R.I.P. Trish Keenan of Broadcast

R.I.P. Trish Keenan of Broadcast

Trish Keenan, vocalist for British experimental electro-pop group Broadcast, has died of complications from pneumonia. Keenan spent the last two weeks in an intensive care unit battling her illness, with the band’s manager publicly releasing a statement yesterday saying that she was fighting for her life. Keenan died early this morning. She was 42.

Keenan co-founded Broadcast in the mid-’90s, with the band releasing several singles via Wurlitzer Jukebox and Duophonic Records before getting noticed by Warp. That label issued both the 1997 compilation Work And Non Work as well as Broadcast’s full-length debut, The Noise Made By People, in 2000. Its blend of primitive analog synths and Keenan’s mellifluous coo revealed obvious influences like The United States Of America and drew immediate comparisons to Stereolab, but whereas that band had begun settling into a space-age lounge-y groove by then, Broadcast’s use of more avant-garde sci-fi sounds hinted at an anxiety and darkness that would be further explored in later releases.
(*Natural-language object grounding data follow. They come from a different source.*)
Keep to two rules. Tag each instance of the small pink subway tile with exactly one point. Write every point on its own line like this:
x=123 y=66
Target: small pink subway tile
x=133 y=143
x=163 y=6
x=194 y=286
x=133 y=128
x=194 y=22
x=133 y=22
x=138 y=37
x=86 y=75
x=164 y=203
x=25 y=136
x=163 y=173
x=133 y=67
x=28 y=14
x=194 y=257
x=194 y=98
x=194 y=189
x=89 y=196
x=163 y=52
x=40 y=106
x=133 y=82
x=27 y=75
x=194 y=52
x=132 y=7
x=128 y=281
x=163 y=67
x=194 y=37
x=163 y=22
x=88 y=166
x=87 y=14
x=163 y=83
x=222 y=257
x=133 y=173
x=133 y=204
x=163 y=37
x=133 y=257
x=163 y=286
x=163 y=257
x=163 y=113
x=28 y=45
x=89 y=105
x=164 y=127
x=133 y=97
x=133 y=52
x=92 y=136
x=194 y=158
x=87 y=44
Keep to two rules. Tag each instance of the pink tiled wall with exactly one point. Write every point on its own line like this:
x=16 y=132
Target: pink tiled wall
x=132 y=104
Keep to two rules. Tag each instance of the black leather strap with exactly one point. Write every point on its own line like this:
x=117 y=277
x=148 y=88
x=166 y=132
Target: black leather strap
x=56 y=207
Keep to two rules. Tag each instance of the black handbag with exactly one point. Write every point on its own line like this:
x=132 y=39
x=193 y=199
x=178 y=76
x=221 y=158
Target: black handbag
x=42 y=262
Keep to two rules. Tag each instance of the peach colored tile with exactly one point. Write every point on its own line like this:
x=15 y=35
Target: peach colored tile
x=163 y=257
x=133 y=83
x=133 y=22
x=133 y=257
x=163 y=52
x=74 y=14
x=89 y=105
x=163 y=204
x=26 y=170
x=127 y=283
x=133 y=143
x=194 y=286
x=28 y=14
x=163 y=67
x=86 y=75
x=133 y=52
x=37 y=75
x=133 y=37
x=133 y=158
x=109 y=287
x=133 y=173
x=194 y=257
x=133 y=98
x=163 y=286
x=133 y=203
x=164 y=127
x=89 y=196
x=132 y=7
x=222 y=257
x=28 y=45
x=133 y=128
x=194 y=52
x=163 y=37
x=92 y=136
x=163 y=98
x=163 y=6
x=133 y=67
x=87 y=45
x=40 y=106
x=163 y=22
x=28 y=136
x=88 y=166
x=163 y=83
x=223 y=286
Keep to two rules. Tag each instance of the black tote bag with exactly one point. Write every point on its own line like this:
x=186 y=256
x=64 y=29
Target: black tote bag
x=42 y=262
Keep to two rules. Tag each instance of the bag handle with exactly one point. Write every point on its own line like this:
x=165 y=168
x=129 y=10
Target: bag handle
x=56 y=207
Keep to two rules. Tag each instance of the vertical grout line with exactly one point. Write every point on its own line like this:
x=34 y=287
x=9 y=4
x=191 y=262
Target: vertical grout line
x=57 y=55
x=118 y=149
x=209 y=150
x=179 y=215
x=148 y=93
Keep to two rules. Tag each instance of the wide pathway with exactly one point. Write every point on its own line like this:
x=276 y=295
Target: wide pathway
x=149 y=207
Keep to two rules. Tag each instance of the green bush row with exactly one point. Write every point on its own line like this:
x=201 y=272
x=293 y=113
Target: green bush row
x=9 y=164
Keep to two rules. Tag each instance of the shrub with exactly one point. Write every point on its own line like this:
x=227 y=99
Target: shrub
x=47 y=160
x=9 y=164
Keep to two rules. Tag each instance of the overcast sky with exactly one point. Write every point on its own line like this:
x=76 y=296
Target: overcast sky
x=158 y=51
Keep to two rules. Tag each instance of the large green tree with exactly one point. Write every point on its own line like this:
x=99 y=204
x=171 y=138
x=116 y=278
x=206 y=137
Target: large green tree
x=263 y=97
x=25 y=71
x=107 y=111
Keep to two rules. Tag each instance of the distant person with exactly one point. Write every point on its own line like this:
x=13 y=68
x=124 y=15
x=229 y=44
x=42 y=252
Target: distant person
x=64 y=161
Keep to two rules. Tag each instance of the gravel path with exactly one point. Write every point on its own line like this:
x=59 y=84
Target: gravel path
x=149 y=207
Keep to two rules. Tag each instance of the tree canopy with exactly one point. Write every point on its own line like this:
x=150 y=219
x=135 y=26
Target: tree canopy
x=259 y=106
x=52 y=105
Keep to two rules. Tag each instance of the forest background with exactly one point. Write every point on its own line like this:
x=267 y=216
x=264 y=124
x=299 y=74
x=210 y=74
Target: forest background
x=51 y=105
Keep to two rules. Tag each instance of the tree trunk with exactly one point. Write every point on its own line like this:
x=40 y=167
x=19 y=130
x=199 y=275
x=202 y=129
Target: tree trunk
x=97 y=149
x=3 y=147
Not that it was evident in Keenan’s always-bewitching voice on tracks like “Come On Let’s Go,” easily one of the most seductive songs of the last decade (if not ever). 

The follow-up, 2003’s HaHa Sound, found the band working in even more dissonance, unexpected samples, and rattling polyrhythm, as well as drawing influence from the soundtrack for the Czech horror film Valerie And Her Week Of Wonders, but for all its nightmarish qualities, Keenan’s vocals remained a dreamy center.

By 2005, only Keenan and James Cargill remained from the original group, with Broadcast’s third album, Tender Buttons, reflecting the duo’s new reliance on circuit-bending cacophony, as well as a necessary, more minimalist approach that resembled the starkness of Young Marble Giants (or, in contemporary terms, The xx). It was still driven by Keenan’s lilting vocal melodies, but these were shrouded in distortion and deliberately abrasive shrieks. It’s a tough album, but one that definitely marked a pinnacle in Broadcast’s evolution.

Broadcast’s output slowed somewhat after Tender Buttons, with the band releasing the rarities compilation The Future Crayon in ’06 and the tour-only EP Mother Is The Milky Way. In 2009, the duo partnered with experimental musician and graphic designer Julian House, a.k.a. The Focus Group, for Broadcast And The Focus Group Investigate Witch Cults Of The Radio Age, a collage of strange, spectral electronic hallucinations that, in its mix of sounds both jarring and charming, somehow summed up everything Broadcast had accomplished in its career.